We will inspect the running status of the blue compute shop via stackrox.
Deploy the IBM Blue Compute shop if you have not already done so.
Install the tooling if you have not already done so.
Scan and Import the images that are used by the tool-chain if you have not already done so.
Configure StackRox pipeline if you have not already done so.
The tools setup will have installed StackRox. It needs to be configured to monitor the cluster.
Verify using:
oc get po -n stackrox
Output:
Every 2.0s: oc get po -n stackrox kitty-catt-server.ibm.com: Sun Jul 4 12:24:21 2021
NAME READY STATUS RESTARTS AGE
central-7df8c69d6b-lvdsb 1/1 Running 0 2m33s
scanner-7dd9877c46-h2b7r 1/1 Running 0 2m33s
scanner-7dd9877c46-jrnmp 1/1 Running 0 2m33s
scanner-7dd9877c46-kq5x2 1/1 Running 0 2m33s
scanner-db-74f5b84444-z65wv 1/1 Running 0 2m33s
The tools setup has installed StackRox.
helm get notes stackrox-central-services -n stackrox
We are looking for:
helm get notes stackrox-central-services -n stackrox | grep password -A 2 | sed -n 4p | sed 's/^ *//g'
Setup port-forwarding:
oc port-forward svc/central -n stackrox 8443:443
Login via your browser, via right-click, open a new tab "here". (You can ignore the privacy error in your browser)
Use the password that was previously obtained (the user account is "admin"). You should now be logged in:
Go to Platform Configuration, Integrations, Authentication Tokens, StackRox
Click on New Integration and create an API token with Token Name set to sensor_api_token and a role of Sensor Creator.
Copy the generated Token as we will use this later.
Create a API token with Token Name set to admin_api_token & Role set to Admin.
Copy the generated Token as we will use this later.
Your integrations screen should have 2 integrations shown as below;
Close the port-forwarding.
Keep the admin token at hand.
bash tools/stackrox/secure-cluster-services.sh
Paste in the admin api token when prompted.
Wait until stackrox has reconfigured itself by running the command oc get po -n stackrox until all pods are started or you can add the parameter -w or --watch to your command. This parameter will watch for status changes and will display them. So to watch your pods use the command:
oc get po -n stackrox -w
Hint: To stop watch just hit ctrl & c.
Output:
NAME READY STATUS RESTARTS AGE
admission-control-555f6c6c8b-l8x97 1/1 Running 0 94s
admission-control-555f6c6c8b-xbdf6 1/1 Running 0 94s
admission-control-555f6c6c8b-znhj4 1/1 Running 0 94s
central-675bb87b56-k8fpj 1/1 Running 0 3d13h
collector-29sv9 2/2 Running 0 94s
collector-jk7cb 2/2 Running 0 94s
collector-w6vmn 2/2 Running 0 94s
scanner-6f69b6d8d6-27jxk 1/1 Running 0 42s
scanner-6f69b6d8d6-5srdz 1/1 Running 0 3d13h
scanner-6f69b6d8d6-f297z 1/1 Running 0 57s
scanner-6f69b6d8d6-hrtdv 1/1 Running 0 57s
scanner-6f69b6d8d6-j588m 1/1 Running 0 3d13h
scanner-db-857d66bccd-mdc4m 1/1 Running 0 3d13h
sensor-549f459476-qjqrv 1/1 Running 0 94s
Notice we have some new pods to our Stackrox deployment now, admission-controler, collector and sensor pods.
Login to stackrox:
oc port-forward svc/central -n stackrox 8443:443
Login via your browser, via right-click, open a new tab "here".
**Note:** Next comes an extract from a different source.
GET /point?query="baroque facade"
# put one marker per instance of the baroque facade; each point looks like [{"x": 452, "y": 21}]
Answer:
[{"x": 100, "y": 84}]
Verify that the cluster is monitored:
Navigate to Compliance and then Press the Scan environment button.
Navigate to Vulnerability Management to view the results of our scan.
In this section we are going to see how Stackrox can show us where violations to policies have occurred. Typically alerts would be set up to automatically alert system admins for breaches which can then be invetsigated.
We need to check that the runtime policy Process with UID 0 is enabled on our Stackrox instance.
Navigate to System Policies then type Process with UID 0 and select it so that it is shown as below:
Hover the mouse over the "High severity" and click Enable policy.
There should now be a green circle showing that the policy is enabled.
Lets dive into the container and perform some actions as root then see what StackRox has noticed from our actions.
Run through the follwoing (right-click, new tab) this and then return back here.
As you have seen we can examine the impacts of running a container as root and we have done the following;
- install lots of tools, with access to yum
- create a user
- We can also obtain and use environment variables
- Further to this, we can utilise the installed tools like
tcpdumpandnmapto look at traffic and inspect the network around us - Given we can find pods' and nodes' IPs (
oc get pod -o wide) perhaps we can do something herenmap <pod-range>ornmap <node-range>?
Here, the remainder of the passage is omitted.